Homeopathy and the Paradigm Problem

Posted by apgaylard on December 14, 2007

Once Thomas Kuhn applied the term ‘paradigm’ to science in his seminal work “The Structure of Scientific Revolutions” it quickly entered into common usage.  It’s often used as a way of describing the conservative nature of science; or the incompatibility of a new idea with orthodox science (new paradigm).  It’s also used to describe the way science can radically change over a short period of time (paradigm shift).

It struck a chord with groups who had been, by and large, excluded from being classified as part of “science”: psychoanalysts, sociologists and even economists.  If a discipline could lay claim to “…being dominated by a paradigm that generated sui generis puzzles and criteria for assessing solutions to them…” then it would seem, according to Kuhn’s philosophy, that it could really be a mature science.  Because of the outstanding successes of the natural sciences this categorisation would, by association, increase their status and access to public funds.  Even if a discipline were riven by inter-Nicene feuding between competing schools it could claim to be an emerging science in its pre-paradigm state; a reasonable candidate for research funding from the public purse no doubt.

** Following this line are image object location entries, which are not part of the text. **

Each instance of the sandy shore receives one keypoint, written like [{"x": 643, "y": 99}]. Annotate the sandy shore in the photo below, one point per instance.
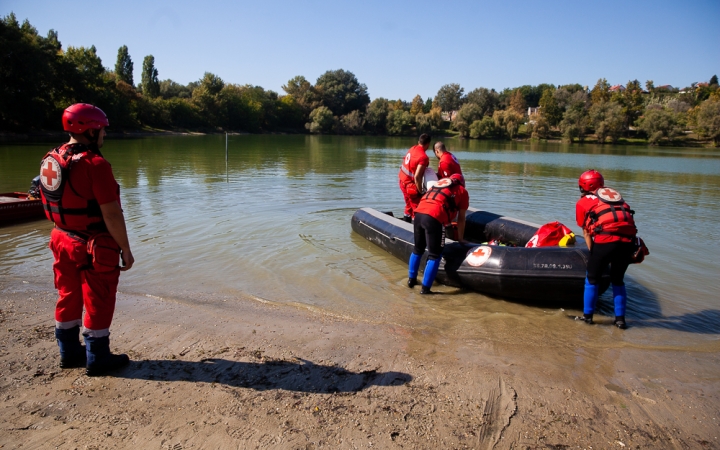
[{"x": 263, "y": 376}]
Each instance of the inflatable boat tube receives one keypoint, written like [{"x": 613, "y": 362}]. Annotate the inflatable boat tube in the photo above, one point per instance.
[{"x": 541, "y": 274}]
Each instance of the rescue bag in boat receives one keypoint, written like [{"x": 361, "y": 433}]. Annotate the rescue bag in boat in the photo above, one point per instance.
[
  {"x": 611, "y": 215},
  {"x": 552, "y": 234}
]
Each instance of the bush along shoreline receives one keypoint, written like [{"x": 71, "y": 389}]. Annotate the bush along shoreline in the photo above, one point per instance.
[{"x": 44, "y": 78}]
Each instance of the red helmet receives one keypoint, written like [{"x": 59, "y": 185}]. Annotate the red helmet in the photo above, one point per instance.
[
  {"x": 458, "y": 179},
  {"x": 590, "y": 180},
  {"x": 80, "y": 117}
]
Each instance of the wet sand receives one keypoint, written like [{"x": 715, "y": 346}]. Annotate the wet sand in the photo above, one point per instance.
[{"x": 255, "y": 375}]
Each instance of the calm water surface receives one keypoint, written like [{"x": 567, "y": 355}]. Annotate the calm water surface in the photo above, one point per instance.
[{"x": 275, "y": 225}]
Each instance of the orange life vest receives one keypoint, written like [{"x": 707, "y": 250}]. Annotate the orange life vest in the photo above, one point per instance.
[
  {"x": 611, "y": 216},
  {"x": 66, "y": 207}
]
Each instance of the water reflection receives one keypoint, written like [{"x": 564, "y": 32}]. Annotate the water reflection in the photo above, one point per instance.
[{"x": 277, "y": 227}]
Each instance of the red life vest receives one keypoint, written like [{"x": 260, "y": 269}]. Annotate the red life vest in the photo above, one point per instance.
[
  {"x": 66, "y": 207},
  {"x": 439, "y": 200},
  {"x": 611, "y": 216}
]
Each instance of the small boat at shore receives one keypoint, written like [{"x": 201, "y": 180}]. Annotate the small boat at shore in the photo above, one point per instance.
[
  {"x": 18, "y": 207},
  {"x": 540, "y": 274}
]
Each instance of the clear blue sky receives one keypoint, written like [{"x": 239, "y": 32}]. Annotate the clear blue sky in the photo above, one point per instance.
[{"x": 397, "y": 48}]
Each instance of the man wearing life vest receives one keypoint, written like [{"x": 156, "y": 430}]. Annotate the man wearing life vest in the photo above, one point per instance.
[
  {"x": 411, "y": 175},
  {"x": 80, "y": 195},
  {"x": 609, "y": 231},
  {"x": 437, "y": 208},
  {"x": 447, "y": 162}
]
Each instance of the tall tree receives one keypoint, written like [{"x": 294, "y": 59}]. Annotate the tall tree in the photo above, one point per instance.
[
  {"x": 486, "y": 99},
  {"x": 549, "y": 108},
  {"x": 124, "y": 66},
  {"x": 416, "y": 107},
  {"x": 450, "y": 97},
  {"x": 150, "y": 83},
  {"x": 601, "y": 92},
  {"x": 341, "y": 92}
]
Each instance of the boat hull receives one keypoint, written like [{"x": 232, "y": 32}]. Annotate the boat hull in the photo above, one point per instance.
[
  {"x": 16, "y": 207},
  {"x": 544, "y": 274}
]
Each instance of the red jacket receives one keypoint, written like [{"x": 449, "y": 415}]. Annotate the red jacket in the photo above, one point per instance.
[
  {"x": 415, "y": 157},
  {"x": 444, "y": 203},
  {"x": 448, "y": 165},
  {"x": 74, "y": 182}
]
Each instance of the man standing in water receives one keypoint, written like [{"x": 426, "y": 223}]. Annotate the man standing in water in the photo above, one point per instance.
[
  {"x": 609, "y": 231},
  {"x": 80, "y": 195},
  {"x": 447, "y": 162},
  {"x": 411, "y": 175},
  {"x": 436, "y": 210}
]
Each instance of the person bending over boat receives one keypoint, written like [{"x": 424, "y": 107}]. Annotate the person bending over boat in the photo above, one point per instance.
[
  {"x": 412, "y": 171},
  {"x": 609, "y": 231},
  {"x": 80, "y": 195},
  {"x": 436, "y": 210},
  {"x": 447, "y": 162}
]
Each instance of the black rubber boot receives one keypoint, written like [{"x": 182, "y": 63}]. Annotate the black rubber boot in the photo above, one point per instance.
[
  {"x": 99, "y": 358},
  {"x": 620, "y": 322},
  {"x": 587, "y": 318},
  {"x": 72, "y": 353}
]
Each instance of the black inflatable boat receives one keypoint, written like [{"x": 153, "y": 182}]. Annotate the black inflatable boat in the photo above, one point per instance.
[{"x": 544, "y": 274}]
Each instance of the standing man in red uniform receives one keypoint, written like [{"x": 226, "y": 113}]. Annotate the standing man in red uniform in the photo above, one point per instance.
[
  {"x": 447, "y": 162},
  {"x": 437, "y": 209},
  {"x": 80, "y": 195},
  {"x": 411, "y": 175},
  {"x": 609, "y": 231}
]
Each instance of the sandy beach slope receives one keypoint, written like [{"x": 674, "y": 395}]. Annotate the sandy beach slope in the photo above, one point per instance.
[{"x": 254, "y": 375}]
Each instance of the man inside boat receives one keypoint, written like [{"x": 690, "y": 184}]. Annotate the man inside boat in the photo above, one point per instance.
[
  {"x": 437, "y": 208},
  {"x": 609, "y": 231},
  {"x": 411, "y": 175},
  {"x": 80, "y": 195},
  {"x": 447, "y": 162}
]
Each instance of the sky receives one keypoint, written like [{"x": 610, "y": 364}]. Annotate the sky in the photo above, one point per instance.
[{"x": 398, "y": 49}]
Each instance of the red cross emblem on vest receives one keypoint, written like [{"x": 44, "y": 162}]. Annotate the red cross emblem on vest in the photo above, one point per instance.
[
  {"x": 50, "y": 174},
  {"x": 478, "y": 256},
  {"x": 609, "y": 195}
]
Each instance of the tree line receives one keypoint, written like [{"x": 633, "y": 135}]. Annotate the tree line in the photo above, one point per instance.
[{"x": 38, "y": 79}]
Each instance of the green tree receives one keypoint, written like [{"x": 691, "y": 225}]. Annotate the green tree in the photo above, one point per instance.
[
  {"x": 467, "y": 114},
  {"x": 550, "y": 112},
  {"x": 303, "y": 92},
  {"x": 485, "y": 99},
  {"x": 449, "y": 97},
  {"x": 429, "y": 122},
  {"x": 398, "y": 122},
  {"x": 484, "y": 128},
  {"x": 601, "y": 92},
  {"x": 428, "y": 105},
  {"x": 376, "y": 115},
  {"x": 607, "y": 118},
  {"x": 416, "y": 107},
  {"x": 29, "y": 79},
  {"x": 508, "y": 121},
  {"x": 150, "y": 84},
  {"x": 659, "y": 123},
  {"x": 341, "y": 92},
  {"x": 124, "y": 66},
  {"x": 321, "y": 120},
  {"x": 707, "y": 120}
]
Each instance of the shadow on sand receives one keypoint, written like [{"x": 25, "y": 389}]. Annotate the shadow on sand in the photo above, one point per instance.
[{"x": 300, "y": 376}]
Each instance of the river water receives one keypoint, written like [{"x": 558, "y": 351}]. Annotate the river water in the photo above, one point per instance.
[{"x": 273, "y": 224}]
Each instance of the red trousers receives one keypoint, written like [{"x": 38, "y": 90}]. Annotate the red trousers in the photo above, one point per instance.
[
  {"x": 411, "y": 201},
  {"x": 80, "y": 286}
]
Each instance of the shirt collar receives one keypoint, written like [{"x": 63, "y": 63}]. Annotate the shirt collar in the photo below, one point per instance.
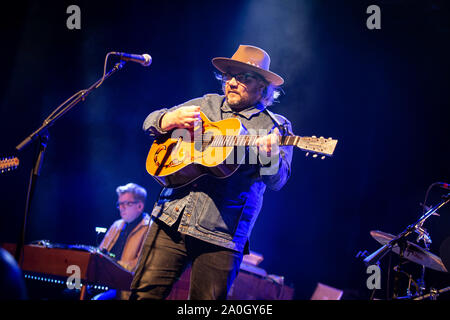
[{"x": 246, "y": 113}]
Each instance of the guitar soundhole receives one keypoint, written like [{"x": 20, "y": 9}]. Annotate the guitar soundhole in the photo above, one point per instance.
[{"x": 207, "y": 139}]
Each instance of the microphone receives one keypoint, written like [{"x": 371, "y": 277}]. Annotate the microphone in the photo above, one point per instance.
[
  {"x": 443, "y": 185},
  {"x": 144, "y": 59}
]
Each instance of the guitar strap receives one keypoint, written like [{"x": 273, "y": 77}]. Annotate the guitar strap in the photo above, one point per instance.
[{"x": 281, "y": 126}]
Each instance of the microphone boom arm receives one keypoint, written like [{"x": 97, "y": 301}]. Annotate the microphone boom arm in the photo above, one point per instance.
[{"x": 376, "y": 256}]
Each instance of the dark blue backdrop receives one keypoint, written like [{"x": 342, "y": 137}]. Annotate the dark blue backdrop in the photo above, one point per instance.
[{"x": 383, "y": 93}]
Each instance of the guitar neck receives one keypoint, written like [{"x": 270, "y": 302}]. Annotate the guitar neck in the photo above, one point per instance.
[
  {"x": 310, "y": 144},
  {"x": 249, "y": 140}
]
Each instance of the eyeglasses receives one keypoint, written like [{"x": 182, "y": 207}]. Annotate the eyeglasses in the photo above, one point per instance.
[
  {"x": 240, "y": 77},
  {"x": 125, "y": 204}
]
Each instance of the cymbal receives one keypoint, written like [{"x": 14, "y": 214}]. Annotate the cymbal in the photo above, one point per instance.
[{"x": 412, "y": 252}]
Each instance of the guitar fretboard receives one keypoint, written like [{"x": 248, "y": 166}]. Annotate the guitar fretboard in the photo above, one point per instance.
[{"x": 248, "y": 140}]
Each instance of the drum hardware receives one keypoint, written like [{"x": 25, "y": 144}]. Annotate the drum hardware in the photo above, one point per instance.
[{"x": 412, "y": 252}]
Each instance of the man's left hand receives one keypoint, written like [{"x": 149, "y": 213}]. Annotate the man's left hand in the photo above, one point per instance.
[{"x": 268, "y": 144}]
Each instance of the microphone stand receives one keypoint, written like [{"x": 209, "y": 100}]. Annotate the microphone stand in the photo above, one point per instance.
[
  {"x": 43, "y": 136},
  {"x": 376, "y": 256}
]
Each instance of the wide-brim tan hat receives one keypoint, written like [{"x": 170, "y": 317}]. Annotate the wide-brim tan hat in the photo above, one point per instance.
[{"x": 248, "y": 58}]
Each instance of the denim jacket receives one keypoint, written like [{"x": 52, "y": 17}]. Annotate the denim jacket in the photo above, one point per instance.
[{"x": 223, "y": 211}]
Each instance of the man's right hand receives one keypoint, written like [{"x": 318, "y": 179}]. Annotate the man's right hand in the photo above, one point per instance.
[{"x": 184, "y": 117}]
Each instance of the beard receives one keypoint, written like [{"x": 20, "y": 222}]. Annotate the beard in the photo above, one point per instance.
[{"x": 238, "y": 102}]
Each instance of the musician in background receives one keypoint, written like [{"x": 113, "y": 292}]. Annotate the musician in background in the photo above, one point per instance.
[
  {"x": 124, "y": 239},
  {"x": 207, "y": 223}
]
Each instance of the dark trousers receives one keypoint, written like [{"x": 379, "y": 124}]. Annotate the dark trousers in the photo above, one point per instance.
[{"x": 166, "y": 255}]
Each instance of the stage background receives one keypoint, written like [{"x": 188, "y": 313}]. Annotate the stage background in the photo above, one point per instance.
[{"x": 384, "y": 94}]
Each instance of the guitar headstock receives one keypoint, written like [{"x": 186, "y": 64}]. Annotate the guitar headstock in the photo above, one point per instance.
[
  {"x": 8, "y": 164},
  {"x": 318, "y": 146}
]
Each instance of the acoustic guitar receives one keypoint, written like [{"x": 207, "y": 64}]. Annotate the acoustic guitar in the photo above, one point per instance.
[{"x": 179, "y": 157}]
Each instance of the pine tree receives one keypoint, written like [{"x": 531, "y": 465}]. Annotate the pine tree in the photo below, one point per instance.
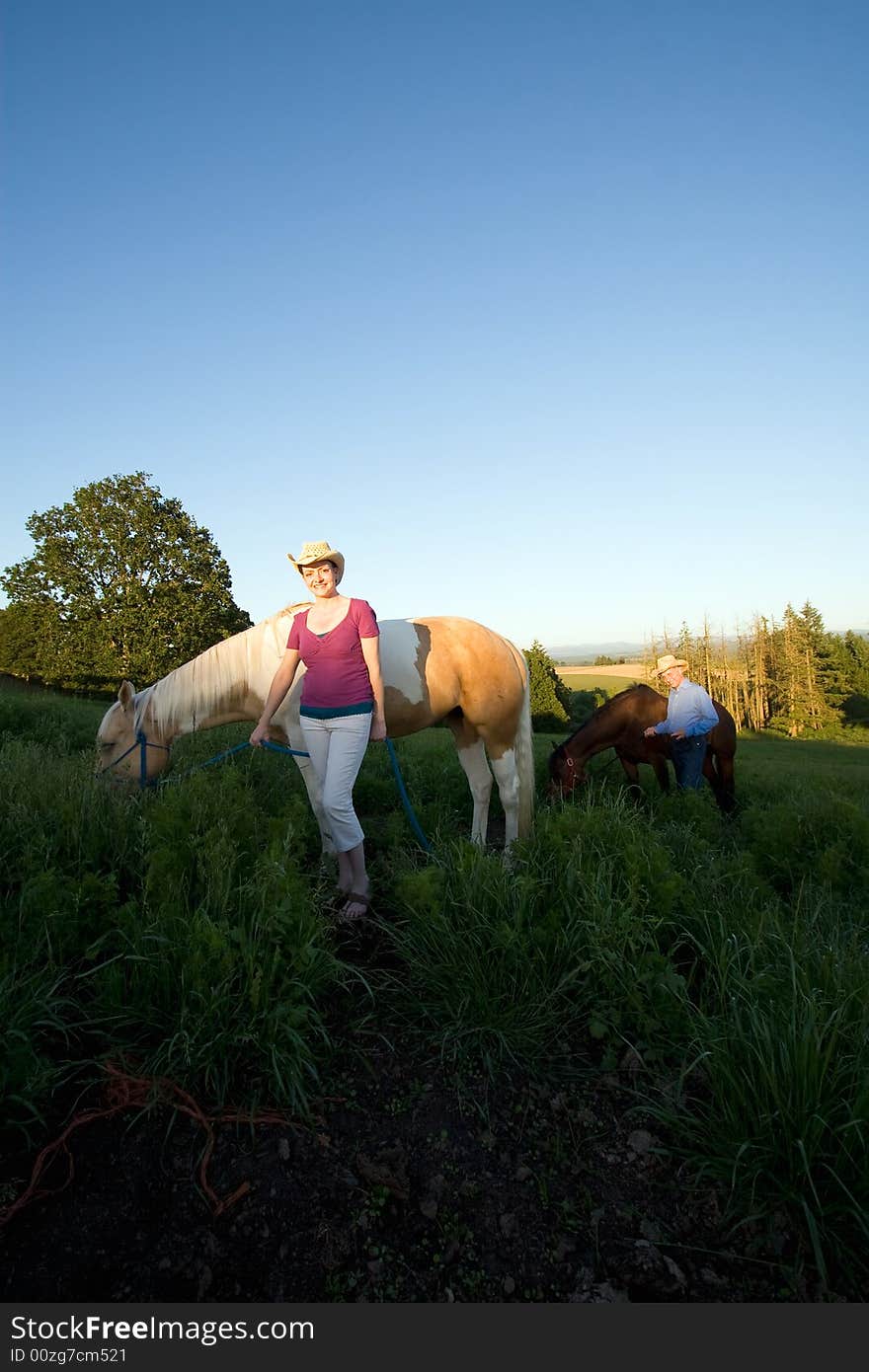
[{"x": 549, "y": 695}]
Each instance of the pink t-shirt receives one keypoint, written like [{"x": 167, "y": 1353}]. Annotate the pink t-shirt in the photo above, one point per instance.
[{"x": 337, "y": 672}]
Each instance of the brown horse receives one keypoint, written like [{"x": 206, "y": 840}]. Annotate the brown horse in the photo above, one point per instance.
[{"x": 619, "y": 724}]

This early trend has continued.  Now homeopaths and their apologists make similar claims.  They seek to enhance their status, image and access to public funds by claiming to be part of a ‘new paradigm’ for medicine.

Some are even so bold as to contend that their paradigm is a ready replacement for, or at least an amendment to, the prevailing pharmacological medical paradigm.

We shall see that Kuhn’s ideas moved on; unlike the reading of Kuhn by some who invoke his authority.  Therefore it is important to understand how his ideas developed.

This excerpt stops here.